そう考えると、明るい彼女の裏側に、物悲しい背景を想像せざるを得なかった。
「なあ、さっき神様になるには死ぬことが条件って言ったよな。水涼さんはなんで……死んだんだ?」
俺は思い切ってストレートに聞いてみた。
ふと、水涼さんが足を止める。視線は遠くを見つめ、どことも言えない、ただ東に延びる奥羽山脈の稜線を見つめているようだった。

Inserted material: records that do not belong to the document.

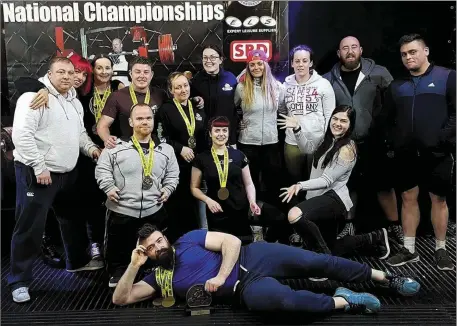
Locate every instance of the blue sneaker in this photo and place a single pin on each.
(358, 302)
(404, 285)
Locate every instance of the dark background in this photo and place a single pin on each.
(378, 26)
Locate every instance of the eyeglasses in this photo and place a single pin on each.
(211, 58)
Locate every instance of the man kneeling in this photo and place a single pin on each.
(228, 269)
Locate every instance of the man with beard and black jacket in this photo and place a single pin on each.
(420, 109)
(360, 83)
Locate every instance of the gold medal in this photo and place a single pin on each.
(99, 103)
(157, 302)
(192, 142)
(147, 166)
(223, 193)
(164, 279)
(147, 98)
(190, 125)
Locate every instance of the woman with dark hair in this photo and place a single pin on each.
(327, 201)
(231, 197)
(216, 87)
(310, 98)
(181, 124)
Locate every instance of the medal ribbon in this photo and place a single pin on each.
(133, 96)
(99, 102)
(223, 174)
(164, 278)
(190, 125)
(147, 166)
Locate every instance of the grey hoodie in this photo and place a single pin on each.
(121, 167)
(261, 118)
(312, 103)
(372, 82)
(50, 138)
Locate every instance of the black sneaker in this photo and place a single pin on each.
(115, 277)
(404, 256)
(395, 232)
(443, 261)
(50, 255)
(347, 230)
(380, 240)
(403, 285)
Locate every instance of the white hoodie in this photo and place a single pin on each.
(312, 103)
(50, 138)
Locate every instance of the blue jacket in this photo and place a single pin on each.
(218, 92)
(420, 110)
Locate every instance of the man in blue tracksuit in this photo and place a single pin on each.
(421, 114)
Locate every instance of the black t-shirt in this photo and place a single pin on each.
(350, 79)
(237, 199)
(89, 111)
(171, 126)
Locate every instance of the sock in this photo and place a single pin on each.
(440, 244)
(310, 231)
(409, 243)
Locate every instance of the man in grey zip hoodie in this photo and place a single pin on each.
(361, 83)
(47, 145)
(131, 203)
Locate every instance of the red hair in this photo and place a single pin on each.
(84, 65)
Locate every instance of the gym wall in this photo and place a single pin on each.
(30, 44)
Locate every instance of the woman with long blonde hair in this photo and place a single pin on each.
(259, 95)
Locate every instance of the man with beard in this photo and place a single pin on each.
(117, 108)
(138, 176)
(422, 105)
(360, 83)
(247, 274)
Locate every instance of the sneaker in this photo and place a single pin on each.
(358, 302)
(115, 277)
(347, 230)
(404, 285)
(443, 261)
(395, 232)
(93, 265)
(404, 256)
(95, 251)
(50, 255)
(296, 241)
(317, 279)
(380, 239)
(21, 294)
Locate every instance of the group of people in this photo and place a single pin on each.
(214, 141)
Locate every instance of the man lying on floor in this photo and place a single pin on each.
(249, 272)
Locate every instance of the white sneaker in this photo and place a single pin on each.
(21, 294)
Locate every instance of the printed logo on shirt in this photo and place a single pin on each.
(227, 87)
(302, 100)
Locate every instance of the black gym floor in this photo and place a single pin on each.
(61, 298)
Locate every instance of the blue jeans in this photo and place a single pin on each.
(267, 262)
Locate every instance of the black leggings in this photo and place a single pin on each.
(238, 223)
(318, 226)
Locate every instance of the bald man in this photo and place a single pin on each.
(120, 62)
(360, 83)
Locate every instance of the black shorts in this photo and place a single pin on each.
(373, 169)
(433, 170)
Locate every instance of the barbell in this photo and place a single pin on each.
(165, 49)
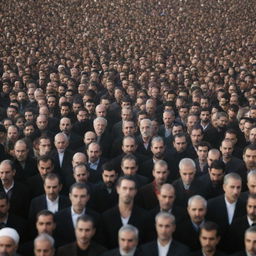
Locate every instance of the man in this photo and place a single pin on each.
(249, 242)
(79, 196)
(239, 226)
(75, 141)
(24, 165)
(35, 183)
(129, 166)
(226, 208)
(187, 232)
(9, 241)
(212, 182)
(104, 194)
(44, 245)
(164, 245)
(187, 185)
(249, 157)
(95, 161)
(128, 238)
(147, 195)
(17, 193)
(209, 238)
(51, 200)
(84, 232)
(125, 212)
(11, 220)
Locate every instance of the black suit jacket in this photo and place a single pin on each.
(175, 249)
(217, 212)
(94, 249)
(20, 199)
(112, 223)
(65, 232)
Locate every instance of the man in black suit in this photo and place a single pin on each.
(83, 245)
(147, 195)
(79, 196)
(43, 245)
(125, 212)
(104, 195)
(17, 193)
(95, 161)
(187, 232)
(165, 245)
(249, 242)
(226, 208)
(212, 182)
(128, 238)
(45, 165)
(129, 166)
(209, 238)
(51, 200)
(238, 227)
(187, 185)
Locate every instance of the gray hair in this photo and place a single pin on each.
(129, 228)
(197, 198)
(187, 162)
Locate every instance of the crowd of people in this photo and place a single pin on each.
(127, 128)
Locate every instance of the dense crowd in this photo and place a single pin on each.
(127, 127)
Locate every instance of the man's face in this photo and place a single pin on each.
(127, 241)
(232, 190)
(45, 224)
(251, 209)
(251, 184)
(166, 199)
(44, 146)
(81, 174)
(209, 241)
(216, 175)
(196, 137)
(4, 208)
(61, 143)
(65, 125)
(187, 174)
(129, 167)
(52, 188)
(109, 178)
(126, 191)
(128, 128)
(45, 167)
(79, 199)
(197, 211)
(21, 152)
(7, 245)
(180, 144)
(84, 232)
(250, 243)
(43, 248)
(158, 149)
(249, 158)
(164, 229)
(93, 152)
(160, 174)
(6, 174)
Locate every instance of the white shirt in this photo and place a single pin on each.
(125, 220)
(75, 216)
(61, 156)
(52, 206)
(163, 250)
(231, 210)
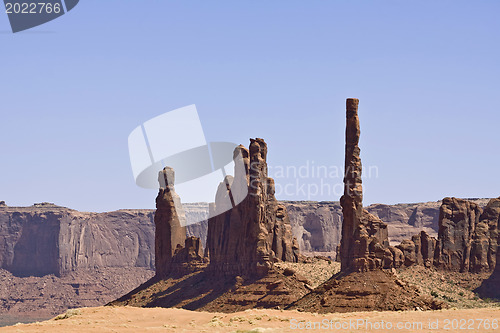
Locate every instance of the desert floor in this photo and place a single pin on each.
(130, 319)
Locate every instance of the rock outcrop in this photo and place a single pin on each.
(364, 236)
(248, 238)
(49, 239)
(170, 232)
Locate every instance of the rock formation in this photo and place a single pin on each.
(49, 239)
(248, 238)
(170, 222)
(364, 236)
(467, 238)
(243, 243)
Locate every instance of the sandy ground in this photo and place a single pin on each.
(130, 319)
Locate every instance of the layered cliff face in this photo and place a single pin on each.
(48, 239)
(248, 238)
(468, 236)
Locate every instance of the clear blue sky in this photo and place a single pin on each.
(426, 73)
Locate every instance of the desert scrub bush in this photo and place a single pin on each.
(69, 313)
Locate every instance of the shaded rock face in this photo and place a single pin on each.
(248, 238)
(170, 222)
(316, 225)
(189, 258)
(468, 236)
(484, 249)
(457, 221)
(467, 239)
(48, 239)
(364, 236)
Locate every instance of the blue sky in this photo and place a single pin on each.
(426, 73)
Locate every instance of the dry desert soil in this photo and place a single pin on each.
(131, 319)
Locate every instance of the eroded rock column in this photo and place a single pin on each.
(170, 223)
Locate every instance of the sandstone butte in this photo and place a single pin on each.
(237, 271)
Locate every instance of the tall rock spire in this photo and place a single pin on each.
(365, 242)
(170, 222)
(352, 200)
(248, 238)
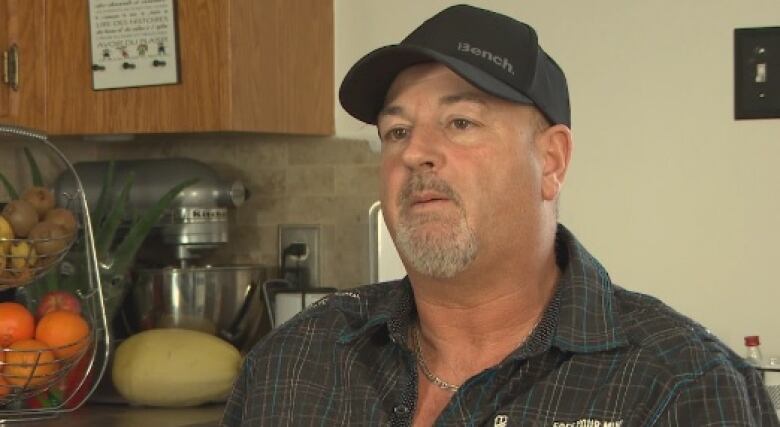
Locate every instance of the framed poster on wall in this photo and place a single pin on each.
(133, 43)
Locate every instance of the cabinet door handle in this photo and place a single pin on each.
(11, 67)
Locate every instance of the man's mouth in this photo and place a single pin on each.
(427, 198)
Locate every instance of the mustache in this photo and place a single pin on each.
(418, 183)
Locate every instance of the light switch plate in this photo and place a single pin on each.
(310, 236)
(757, 73)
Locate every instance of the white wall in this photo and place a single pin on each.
(675, 197)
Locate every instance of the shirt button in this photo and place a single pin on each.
(401, 410)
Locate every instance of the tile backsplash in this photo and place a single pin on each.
(292, 180)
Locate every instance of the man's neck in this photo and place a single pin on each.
(469, 323)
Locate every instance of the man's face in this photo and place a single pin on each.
(460, 172)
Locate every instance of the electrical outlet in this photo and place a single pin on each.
(757, 73)
(301, 266)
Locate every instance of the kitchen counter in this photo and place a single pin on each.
(93, 415)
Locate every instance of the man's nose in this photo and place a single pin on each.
(423, 150)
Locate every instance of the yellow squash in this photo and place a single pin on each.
(174, 367)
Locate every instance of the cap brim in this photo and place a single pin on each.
(363, 90)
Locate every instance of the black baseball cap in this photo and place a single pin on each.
(493, 52)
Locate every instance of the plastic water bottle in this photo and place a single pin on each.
(753, 351)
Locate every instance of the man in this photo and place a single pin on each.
(504, 319)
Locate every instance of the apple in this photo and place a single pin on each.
(58, 300)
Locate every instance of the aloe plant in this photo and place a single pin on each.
(115, 256)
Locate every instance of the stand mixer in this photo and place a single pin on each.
(169, 288)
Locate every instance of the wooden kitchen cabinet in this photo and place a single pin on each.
(21, 22)
(245, 65)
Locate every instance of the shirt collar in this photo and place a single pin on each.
(581, 317)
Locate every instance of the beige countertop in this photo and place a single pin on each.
(104, 415)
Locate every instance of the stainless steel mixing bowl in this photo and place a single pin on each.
(226, 301)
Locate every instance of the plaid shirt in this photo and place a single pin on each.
(601, 356)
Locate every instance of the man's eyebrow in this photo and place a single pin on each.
(390, 110)
(473, 97)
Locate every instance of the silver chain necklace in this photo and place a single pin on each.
(433, 378)
(438, 382)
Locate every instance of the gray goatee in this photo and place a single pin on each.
(439, 245)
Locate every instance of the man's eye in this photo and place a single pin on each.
(395, 134)
(462, 124)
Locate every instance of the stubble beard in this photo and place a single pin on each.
(438, 245)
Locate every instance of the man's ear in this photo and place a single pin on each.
(555, 145)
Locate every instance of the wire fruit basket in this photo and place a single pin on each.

「私は……自害しました。今から三百年も昔のことです。もうよく覚えていません」
「そう、なんだ……」
彼女は優しくにこりと微笑んだ。ただ、笑顔の奥にどことなく寂しさが感じられる気がした。なんだか、悪いこと聞いたな、配慮に欠けた。
「ほら! 見えてきましたよ、馬洗い清水です!」
水涼さんは微妙になってしまった空気感を取り払うように、目指している方向を指差す。彼女の示すその先には、草木に囲まれる広い清水が見えた。
俺たちは止めていた足を、再び前へ向けて歩き出した。